Doch fürcht ich umso mehr, die zu vermissen,
die meines Lebens Eine Liebe war.
Noch lacht uns beiden Frühlings lindes Band,
schon schreit ich in den Sommer dir voraus,
doch weiß nicht, ob einst meine Runzelhand
mit dir des Herbstes Früchte trägt nach Haus.
Sobald die ersten Sommerstürme mahnen,
ist es für mich womöglich schon zu spät,
hab ich im Angedenken unsrer Ahnen
mit dir den Lebenssamen nicht gesät.
Am Ende warn des Dasein Mühn verloren,
war kein gemeinsam Kindlein uns geboren.
Herbsthauch
Einst liebte ich des Herbstes rote Pracht,
doch fühl mich plötzlich ihres Anblicks taub.
Nicht Freude – Trübsinn hat sie mir gebracht,
und meine Tränen fallen wie das Laub.
Was soll ich in solch Farbenmeer verweilen?
Die Seele kennt nur schwarzen Trauerflor.

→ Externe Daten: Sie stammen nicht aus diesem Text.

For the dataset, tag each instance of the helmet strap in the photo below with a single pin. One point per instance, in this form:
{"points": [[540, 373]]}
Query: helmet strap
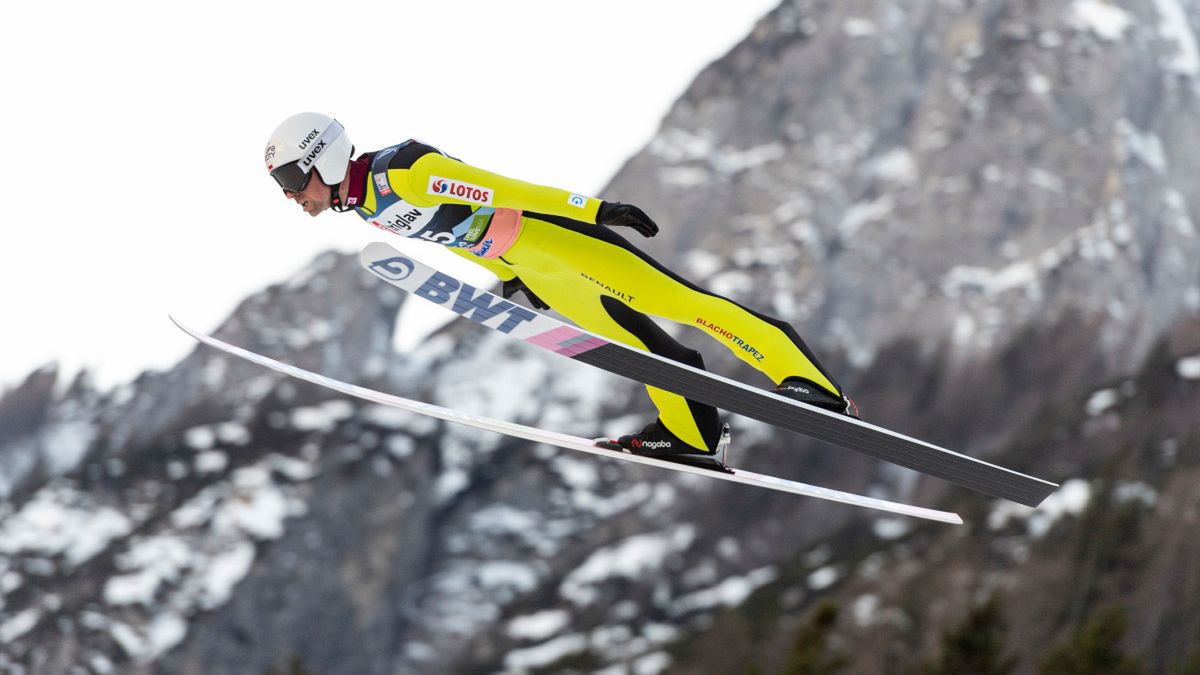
{"points": [[357, 186]]}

Ich kann solch Schönheit einfach nicht mehr teilen,
weil sie mein Innerstes bereits verlor.
Die Wälder mögen nun im Nebel dampfen;
romantisch strahln im goldnen Abendschein.
Mein Herz muß sich bei diesem Bild verkrampfen
– ich bin nicht bei dir, sondern ganz allein.
Wenn man sein Liebchen nicht im Arme hält,
wird selbst die schönste Jahreszeit vergällt.
Neuer Tag
Und wieder hebt ein neuer Tag sich an,
mischt Leid zu Leid, was noch mehr Leiden bringt.
Weit mehr als meine Seele tragen kann;
mich Tag für Tag in tiefren Abgrund zwingt.
Erinnerungen sowie Phantasien
wolln meine einstmals starke Seele nun
zerreißen. Kann dem Alptraum nicht entfliehn;
nicht in Natur und nicht im Schlafen ruhn.
Wer nähme wahrhaft Anteil meinen Leiden?
Wer wollte die Unmöglichkeit verstehn?
Ich selbst würd unterstelln zu übertreiben,
müßt nicht mein eigner Leib daran vergehn.
Doch bin ich nicht zu klug, mein Geist zu kalt,
daß Liebe blenden könnt mich mit Gewalt?
Gabe
Ich muß ein Meister der Verstellung sein;
im Maskenspiel als Virtuose gelten.
Es locket meines falschen Lächelns Schein
das Gegenüber in fiktive Welten.
Kommt niemals dieses Lachen mir von Herzen,
so hält mich dennoch jeder für scharmant,
freut sich an meiner Gegenwart und Scherzen,
doch keiner hat mein Leiden je erkannt.
Vielleicht bin ich auch allen schlicht egal,
und du die einzige, die mit mir fühlt,
die Anteil nimmt an meiner Seelenqual;
sich gegen mich als echter Freund verhielt.
Doch eignet mir zum Täuschen solche Gabe,
seid froh, daß ich dazu Moral noch habe.